100% Pure New Zealand Winter Games will provide the opportunity for both able bodied and athletes with a disability to race alongside each other in the alpine skiing and cross-country skiing disciplines. However, with valuable points available for Olympic and Paralympic qualification, the scoring system will be separate under FIS (Federation International de Ski) and IPC (International Paralympic Committee) regulations.
“This is a new concept in high performance competition,” said Winter Games NZ CEO, Arthur Klap. “We believe no distinction should be made between any athletes that perform at the highest possible level, against the best in the world. To this end, adaptive and able bodied athletes will be competing at the same time, on the same course.”
The importance of 100% Pure New Zealand Winter Games in the adaptive skiing calendar is further highlighted by IPC’s decision to set the qualifying standard for the Games at the same level as for the Paralympics. This is a direct result of 100% Pure New Zealand Winter Games’ progressive decision to include adaptive skiing in the mainstream programme.
Athletes confirmed to date include top New Zealand skier, Adam Hall from Wanaka, Otago who is currently ranked second in the world for slalom and seventh for giant slalom.

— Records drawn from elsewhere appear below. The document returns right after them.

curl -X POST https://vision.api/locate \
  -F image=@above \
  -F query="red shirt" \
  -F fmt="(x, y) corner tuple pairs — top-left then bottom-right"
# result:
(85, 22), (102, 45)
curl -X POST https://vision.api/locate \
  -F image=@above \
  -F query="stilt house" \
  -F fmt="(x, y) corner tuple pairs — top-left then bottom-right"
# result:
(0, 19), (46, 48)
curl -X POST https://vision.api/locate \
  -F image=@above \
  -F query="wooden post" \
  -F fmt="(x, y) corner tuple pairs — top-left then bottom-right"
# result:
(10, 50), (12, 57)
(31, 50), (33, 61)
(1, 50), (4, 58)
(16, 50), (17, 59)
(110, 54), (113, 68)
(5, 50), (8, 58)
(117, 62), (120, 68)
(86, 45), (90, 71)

“Winter Games NZ will be great for New Zealand in the sense that it’s the biggest adaptive ski event ever held here. It’ll be really exciting and people would never have seen anything like this here before,” he said. “It’s also a major stepping stone for me in my preparation for the Paralympics in Vancouver. The support staff and myself can work together as a team and use it a practice run for 2010. The athletes that are here will also be in Vancouver so it’s a perfect opportunity to test myself against them.”
Athletes with a range of physical disabilities or visual impairment will compete. There are three classes of skiers – standing, sitting (using a specially mono ski) and visually impaired (who race with a guide). In the cross-country disciplines adaptive athletes either ski on two Nordic skis or in a special ski chair with long poles – these athletes are particularly fit and strong. All are professional athletes who train and compete all year round.
The inaugural 100% Pure New Zealand Winter Games will take place at Coronet Peak, The Remarkables, Cardrona Alpine Resort, Snow Farm, Naseby and Dunedin from 21-30 August 2009. It will feature disciplines of alpine skiing, free skiing, x-country skiing, snowboarding, curling, ice skating and adaptive snow sports as well as the demonstration sports of winter triathlon and natural luge.